Wenn Charlotte zur Schule geht, ist ihr Alltag von Improvisation geprägt. Die Achtjährige besucht die Paul-Meyle-Schule in Heilbronn, ein sonderpädagogisches Bildungs- und Beratungszentrum. Charlotte hat geistige und körperliche Einschränkungen. Sie ist eines von rund 130 Kindern, die derzeit am Hauptstandort der Schule unterrichtet werden. Ein Gebäude, das in den 1980er-Jahren für gerade einmal 90 Schüler ausgelegt war.
Es herrscht akuter Raummangel. Lehrerzimmer wurden längst zu Klassenzimmern umfunktioniert. Wenn Charlotte etwa während dem Unterricht einen Anfall hat, gibt es keinen Ort, an den sie sich zurückziehen kann. "Sie hat oft Anfälle. Dann müssen wir hier im Klassenzimmer bleiben und die anderen Kinder schauen zu. Das ist nicht schön", sagt Betreuerin Yasemin Topaloglu.
"Wir brauchen dringend mehr Räume", klagt Rektorin Julia Welz. Seit fünf Jahren leitet sie die Schule.

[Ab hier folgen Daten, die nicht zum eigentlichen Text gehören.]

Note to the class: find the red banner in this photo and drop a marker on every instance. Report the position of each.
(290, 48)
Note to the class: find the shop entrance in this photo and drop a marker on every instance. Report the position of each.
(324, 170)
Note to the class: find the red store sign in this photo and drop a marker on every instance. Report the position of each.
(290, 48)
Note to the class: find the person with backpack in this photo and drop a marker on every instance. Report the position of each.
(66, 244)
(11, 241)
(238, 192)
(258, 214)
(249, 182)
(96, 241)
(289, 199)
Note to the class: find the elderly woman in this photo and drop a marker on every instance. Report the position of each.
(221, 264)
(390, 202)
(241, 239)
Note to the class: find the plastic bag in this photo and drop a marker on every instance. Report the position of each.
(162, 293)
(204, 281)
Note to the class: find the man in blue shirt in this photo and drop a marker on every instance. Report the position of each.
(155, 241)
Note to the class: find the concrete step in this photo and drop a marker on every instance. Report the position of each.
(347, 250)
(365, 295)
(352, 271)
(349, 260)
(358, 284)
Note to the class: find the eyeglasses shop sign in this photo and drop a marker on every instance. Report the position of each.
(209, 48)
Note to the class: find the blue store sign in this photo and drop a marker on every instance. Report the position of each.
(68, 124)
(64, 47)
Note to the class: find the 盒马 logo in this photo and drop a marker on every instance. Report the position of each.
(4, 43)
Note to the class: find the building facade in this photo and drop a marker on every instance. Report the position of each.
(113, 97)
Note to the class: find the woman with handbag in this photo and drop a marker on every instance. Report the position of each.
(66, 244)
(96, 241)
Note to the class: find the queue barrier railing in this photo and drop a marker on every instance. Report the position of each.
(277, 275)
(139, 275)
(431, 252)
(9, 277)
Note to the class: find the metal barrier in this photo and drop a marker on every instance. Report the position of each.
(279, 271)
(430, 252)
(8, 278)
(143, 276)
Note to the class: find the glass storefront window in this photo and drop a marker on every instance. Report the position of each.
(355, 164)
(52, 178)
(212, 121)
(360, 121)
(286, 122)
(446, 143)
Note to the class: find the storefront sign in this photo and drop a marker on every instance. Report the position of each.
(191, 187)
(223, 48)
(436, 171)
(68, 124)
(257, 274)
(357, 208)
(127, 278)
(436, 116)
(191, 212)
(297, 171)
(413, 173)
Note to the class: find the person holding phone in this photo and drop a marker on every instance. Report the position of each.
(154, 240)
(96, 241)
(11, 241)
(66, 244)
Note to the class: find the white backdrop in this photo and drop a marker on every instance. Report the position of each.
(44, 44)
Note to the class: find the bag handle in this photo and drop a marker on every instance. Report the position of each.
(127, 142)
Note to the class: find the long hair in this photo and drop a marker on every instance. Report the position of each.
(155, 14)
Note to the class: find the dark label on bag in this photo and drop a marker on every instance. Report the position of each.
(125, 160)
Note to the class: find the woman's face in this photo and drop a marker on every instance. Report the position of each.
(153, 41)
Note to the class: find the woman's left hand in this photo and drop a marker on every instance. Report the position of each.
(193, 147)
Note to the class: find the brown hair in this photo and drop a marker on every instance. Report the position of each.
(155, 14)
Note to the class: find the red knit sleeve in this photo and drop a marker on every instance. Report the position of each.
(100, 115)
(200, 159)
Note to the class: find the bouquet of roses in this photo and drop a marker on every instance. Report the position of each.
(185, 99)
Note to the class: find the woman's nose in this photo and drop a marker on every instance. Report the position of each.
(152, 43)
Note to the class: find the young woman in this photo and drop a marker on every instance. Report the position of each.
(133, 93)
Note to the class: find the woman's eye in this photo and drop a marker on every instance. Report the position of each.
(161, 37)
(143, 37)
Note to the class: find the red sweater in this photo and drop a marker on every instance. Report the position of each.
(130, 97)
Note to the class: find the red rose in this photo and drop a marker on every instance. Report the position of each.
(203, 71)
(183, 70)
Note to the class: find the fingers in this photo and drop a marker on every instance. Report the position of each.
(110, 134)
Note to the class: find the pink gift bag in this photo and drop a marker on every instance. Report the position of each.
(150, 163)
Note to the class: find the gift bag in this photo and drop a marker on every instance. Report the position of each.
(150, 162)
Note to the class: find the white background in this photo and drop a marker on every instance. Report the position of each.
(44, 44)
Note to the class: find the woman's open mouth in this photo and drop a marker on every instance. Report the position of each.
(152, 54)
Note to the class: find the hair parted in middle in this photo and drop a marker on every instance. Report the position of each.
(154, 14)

Seit fünf Jahren schreibt sie regelmäßig dieselben Briefe an die Stadtverwaltung mit dem Appell: mehr Platz, bessere Ausstattung, eine Perspektive für die Zukunft.
Förderschule am Limit: Paul-Meyle-Schule muss mit Übergangslösungen leben
Die Stadt setzte bislang auf Übergangslösungen: Räume an anderen Schulen und in verschiedenen Stadtteilen. Die über 250 behinderten Kinder werden auf sieben Standorte in der Stadt Heilbronn verteilt. Häufig sind die Räume nicht barrierefrei und somit ungeeignet für Rollstuhlkinder. Zudem nimmt die Zahl der Beschulten stetig zu, sagt Rektorin Julia Welz.
Im Moment finden wir noch für alle eine Lösung, aber wenn die Zahlen weiter steigen, wie es die Prognosen zeigen, müssen wir vielleicht auf ein rollierendes System umstellen. Das bedeutet, dass Klassen nur noch vier Tage in der Woche beschult werden können.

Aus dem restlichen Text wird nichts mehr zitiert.